(Medical Xpress) —The spectrum of visible light, like that of audible sound, spans a range of frequencies that is easy to define. There is both a minimum, and a maximum, that we can perceive. Our perception of color, while continuous, naturally partitions itself into categories that defy any sense of orderly progression, almost as if they are some kind of strange smells. Indeed if we combine the blue from the top end of the spectrum, with red from the bottom, we get a purple that proudly asserts its own uniqueness and right to be. A recent paper published in PNAS describes the use of MRI to probe the categorical representation of color in the brain. The authors conclude that the the spectral distances—how far apart different hues are from one another—are encoded in different areas then color catagories themselves.
Each ear senses sounds with a smoothly-varying bank of detector cells perhaps 3500 strong. As far as we can tell, each cell reports on just a narrow frequency segment of the contiguous whole. The nose on the other hand, has around 40 million detector cells which come in about 1000 different varieties. While it has been suggested that the nose can sense the vibratory motions of molecules, there is no known orderly representation to the 10,000 or more different types of molecules we can sense. Each scent seems to be plucked whole from an olfactory food mart, so to speak.
The eyes are even more extreme in their partitioning of sensory space. In round numbers, they have around 100 million rod cells for basic service, and about 10 million cones for color. By contrast with the other senses, the cones come in only about three or four different flavors which broadly overlap spectral sensitivity. The "short" cones detect the blues while the "long" cones the reds. Surprisingly, the "medium," or M cones have a maximum response that is not too far away from the L cones, and actually not all that much different from the that of the rods. How then, do we get such a crisp color experience?
The PNAS paper does not deliver us this Holy Grail, but it does suggest some ideas worth investigating a little closer. In particular, the authors report that the middle frontal gyrus, and even the cerebellum, showed more activation in a task where the color stimuli differed by catagory, rather than just different colors within catagories. This bilateral activation for catagories might be surprising considering previous studies showed a lateralized activation in the left posterior temporoparietal regions, an area associated with language or names.
While color science has been around for a while, definitions and terms are still being honed today. A new formula to calculate hue was in fact just published the other week, which corrects an oversight in the traditional formulation. Hue itself can be given tint by adding white, shade by adding black, or tone by adding grey. This same sense of incompleteness applies also to our understanding of the early-stage color processing that takes place in the strictly visual cortical areas at the back of the brain.
Semir Zeki is a well-known vision researcher who has made notable contributions to our understanding of color vision in primates. Since his original mapping studies, other researchers have made a few anatomical discoveries—in particular, the so-called color "globs," which are millimeter-sized nodules in the part of the parvocellular (small cell) stream known as the V4 complex. Today Zeki has moved on to higher things and has just published a paper on the neural correlate of the experience of mathematical beauty. That may be an appropriate topic for a researcher at the apex of their career, but it seems we still have much to learn about the more mundane experience of color.

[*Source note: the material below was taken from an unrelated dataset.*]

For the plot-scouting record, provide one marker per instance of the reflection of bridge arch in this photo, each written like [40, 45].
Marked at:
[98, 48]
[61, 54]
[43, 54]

Explore further: The nature of color: New formula to calculate hue improves accuracy of color analysis
More information: Categorical encoding of color in the brain, PNAS, www.pnas.org/cgi/doi/10.1073/pnas.1315275111
The areas of the brain that encode color categorically have not yet been reliably identified. Here, we used functional MRI adaptation to identify neuronal populations that represent color categories irrespective of metric differences in color. Two colors were successively presented within a block of trials. The two colors were either from the same or different categories (e.g., "blue 1 and blue 2" or "blue 1 and green 1"), and the size of the hue difference was varied. Participants performed a target detection task unrelated to the difference in color. In the middle frontal gyrus of both hemispheres and to a lesser extent, the cerebellum, blood-oxygen level-dependent response was greater for colors from different categories relative to colors from the same category. Importantly, activation in these regions was not modulated by the size of the hue difference, suggesting that neurons in these regions represent color categorically, regardless of metric color difference. Representational similarity analyses, which investigated the similarity of the pattern of activity across local groups of voxels, identified other regions of the brain (including the visual cortex), which responded to metric but not categorical color differences. Therefore, categorical and metric hue differences appear to be coded in qualitatively different ways and in different brain regions. These findings have implications for the long-standing debate on the origin and nature of color categories, and also further our understanding of how color is processed by the brain.